Because people have to get out and make their own music, because institutions are not so accessible … they’re dealing with other artists and performance spaces outside concert halls and traditional concert venues. They are working in different arts spaces, and bumping into people outside their training.
Another good example at this year’s Music Current is the Retro Disco ensemble concert on Friday 12 April, which features Katharina Rosenberger’s 2016 work If they bite with all their might, written for ensemble and light bulbs.
Sweeney’s Vision
Despite the focus on presenting very new work, Music Current will this year present some of the oldest works it has ever included in its programme – three pieces by Frank Corcoran, written between 1997 and 2004.
Quasi una Missa, Tradurre Tradire and Sweeney’s Vision were all originally written for radio. For the Music Current performance in the opening concert on Wednesday 10 April, they will be presented in surround sound.
For Dowling, Corcoran is ‘a determined, singular character who produces timeless music… The music comes from somewhere ancient, persistent and resonant.’ Corcoran, who is based in Germany, will attend the performance and give a pre-concert talk.
Whose Music?
An important part of Music Current is the fact that it invites scores from composers globally in the run up to the festival. On Saturday 13 April, Retro Disco ensemble will perform a selection of the works submitted, including compositions by Claire Fitch, David Bremner, Seán Ó Dálaigh and Maya Verlaak. There is also the premiere of a Music Current commission, a work by Patricia Martinez who is based in Buenos Aires.
This year’s festival also features a public discussion on current compositional trends – a regular part of the event. The discussion is called ‘Whose Music?’ and will focus on the potential impact of artificial intelligence (AI) on composing.
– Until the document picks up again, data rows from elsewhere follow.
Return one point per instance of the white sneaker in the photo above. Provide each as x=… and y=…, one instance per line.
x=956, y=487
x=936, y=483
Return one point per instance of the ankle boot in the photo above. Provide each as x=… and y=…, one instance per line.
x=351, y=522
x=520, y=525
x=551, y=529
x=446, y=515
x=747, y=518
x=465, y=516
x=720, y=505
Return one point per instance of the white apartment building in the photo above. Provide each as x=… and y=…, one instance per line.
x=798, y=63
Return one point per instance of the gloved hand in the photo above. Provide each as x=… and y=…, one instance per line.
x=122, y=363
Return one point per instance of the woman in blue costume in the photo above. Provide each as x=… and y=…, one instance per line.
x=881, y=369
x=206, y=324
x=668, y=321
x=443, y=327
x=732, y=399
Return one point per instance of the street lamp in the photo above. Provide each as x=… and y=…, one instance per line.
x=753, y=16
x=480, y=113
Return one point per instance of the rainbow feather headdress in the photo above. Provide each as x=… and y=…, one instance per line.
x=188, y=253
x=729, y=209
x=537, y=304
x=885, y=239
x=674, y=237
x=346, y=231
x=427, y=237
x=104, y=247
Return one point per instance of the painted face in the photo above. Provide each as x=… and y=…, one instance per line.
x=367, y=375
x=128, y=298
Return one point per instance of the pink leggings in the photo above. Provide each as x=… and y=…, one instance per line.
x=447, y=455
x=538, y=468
Music Current began with the music group Dublin Sound Lab, which Dowling founded with harpsichordist Michael Quinn in 2008. They originally formed the group to perform their own work, and while Dowling has performed on electronics in Music Current, and his work Perisonic was presented in 2017, Music Current is now primarily about bringing new international work to Irish audiences.
‘Like many composers,’ Dowling says, ‘I kind of drifted into promotion and production. I’m an accidental festival organiser.’